De hemelse bruid hoorde deze woorden met een nederig hart en toch ook met een waardige ernst en zij anwoordde de heilige Jozef:

“Mijn meester, het is een geluk voor mij, dat de Allerhoogste mij in deze levensstaat plaatste met u als echtgenoot, dat Hij mij zeer duidelijk zijn heilige wil heeft doen kennen en dat ik u mag dienen. Maar indien gij mij dit toestaat, zou ik gaarne over mijn gedachten en intenties spreken, welke ik u tot het zojuist genoemde doel zou willen mededelen”.

De Allerhoogste had het ernstige en oprechte hart van de heilige Jozef met zijn genade voorbereid en dit werd nu opnieuw door de woorden van de allerheiligste Maria met goddelijke liefde ontvlamd. Hij antwoordde haar en sprak:

“spreek, vrouwe, uw dienaar luistert”.

Bij deze gelegenheid was de meesteres der wereld omringd door haar lijfwacht in zichtbare vorm. Zij had de engelen gevraagd op deze wijze aanwezig te zijn, omdat de Heer, wensend dat zij met groter genade en verdienste zou kunnen optreden, haar verlof had gegeven het gevoel van achting en eerbied, waarmede zij tot haar echtgenoot moest spreken, te ondergaan en haar aan haar natuurlijke verlegenheid en vrees, welke zij voelde, toen zij tot een man moest spreken, had overgelaten. Want dit had zij nooit gedaan, behoudens een enkele keer met de hogepriester.

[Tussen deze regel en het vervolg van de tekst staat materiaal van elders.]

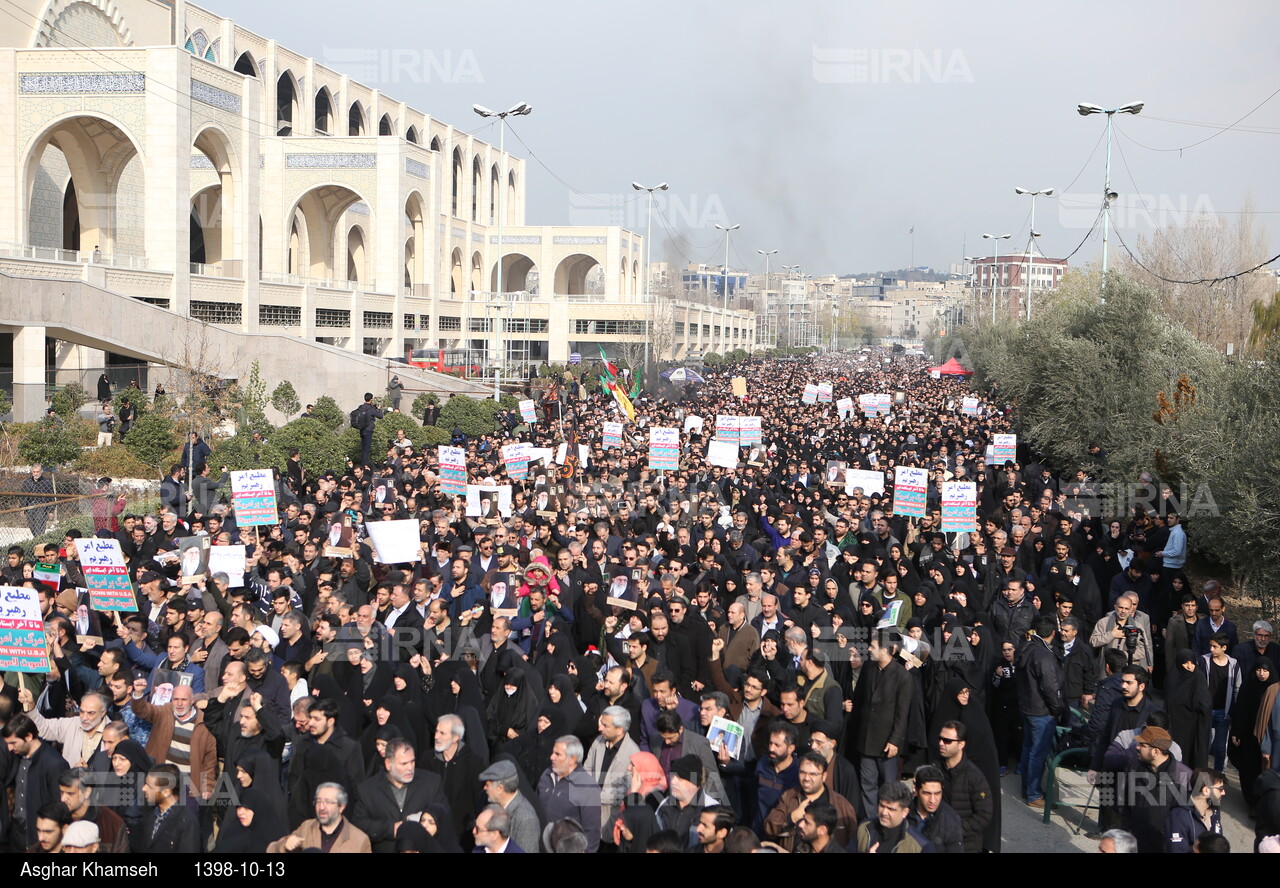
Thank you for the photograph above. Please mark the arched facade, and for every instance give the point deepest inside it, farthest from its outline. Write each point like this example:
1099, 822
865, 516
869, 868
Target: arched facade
73, 175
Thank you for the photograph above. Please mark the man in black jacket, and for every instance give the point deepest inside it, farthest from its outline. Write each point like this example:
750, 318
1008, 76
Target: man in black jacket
35, 781
1040, 703
965, 787
387, 800
882, 701
170, 827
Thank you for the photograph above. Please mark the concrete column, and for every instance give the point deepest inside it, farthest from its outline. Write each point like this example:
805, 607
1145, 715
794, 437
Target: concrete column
28, 374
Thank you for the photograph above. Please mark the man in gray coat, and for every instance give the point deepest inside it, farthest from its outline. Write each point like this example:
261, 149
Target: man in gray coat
607, 763
502, 787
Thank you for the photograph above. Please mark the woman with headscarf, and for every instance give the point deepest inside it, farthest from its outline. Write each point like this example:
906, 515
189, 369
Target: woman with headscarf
979, 746
251, 824
328, 687
1255, 701
533, 750
257, 769
1191, 709
438, 822
775, 666
412, 838
508, 713
638, 816
129, 767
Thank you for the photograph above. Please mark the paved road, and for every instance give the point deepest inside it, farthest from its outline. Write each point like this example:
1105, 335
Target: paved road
1024, 829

De heilige engelen   gehoorzaamden aan hun koninging en omringden haar zichtbaar voor haar alleen. In dit schitterend gezelschap sprak zij tot  haar bruidegom, de heilige Jozef en zeide:

“Mijn heer en echtgenoot, het is juist, dat wij lof en eer -onder alle achting- bewijzen aan onze God en Schepper, die oneindig is in zijn barmhartigheid en onbegrijpelijk in zijn beslissingen. Aan ons, die zo behoeftig zijn, heeft Hij zijn grootheid en barmhartigheid getoond, door ons uit te kiezen voor zijn dienst. Ik erken, dat ik, onder alle schepselen, meer verplichtingen tegenover Hem heb dan alle anderen en meer dan allen tezamen tegenover Hem hebben, want, ofschoon ik minder verdiende, heb ik uit zijn vrijgevige hand méér verkregen dan zij. Op zeer jeugdige leeftijd, daartoe gedwongen door de kracht van deze waarheid, welke Hij mij tegelijk met de bedrieglijkheid van de zichtbare dingen door zijn goddelijk Licht liet inzien, wijdde ik mijzelf aan God toe door een eeuwige gelofte van zuiverheid van lichaam en ziel; Hem behoor ik toe en ik erken Hem als mijn Bruigedom en Heer, onder het vaste besluit mijn zuiverheid voor Hem te bewaren. Ik smeek u, mijn heer en meester, mij te willen helpen om deze gelofte te volbrengen, terwijl ik in alle andere dingen uw dienares wil zijn, bereid om u troost te zijn in uw leven, zolang met mijne zal duren. Geef mij hierin toe, o mijn bruidegom en besluit ook zelf deze gelofte af te leggen, opdat Hij ons, nadat wij onszelf als een aanvaardbaar offer hebben aangeboden aan onze eeuwige God, moge ontvangen en ons de eeuwige goederen, waarop wij hopen, moge schenken in de geur zijner lieflijkheid”.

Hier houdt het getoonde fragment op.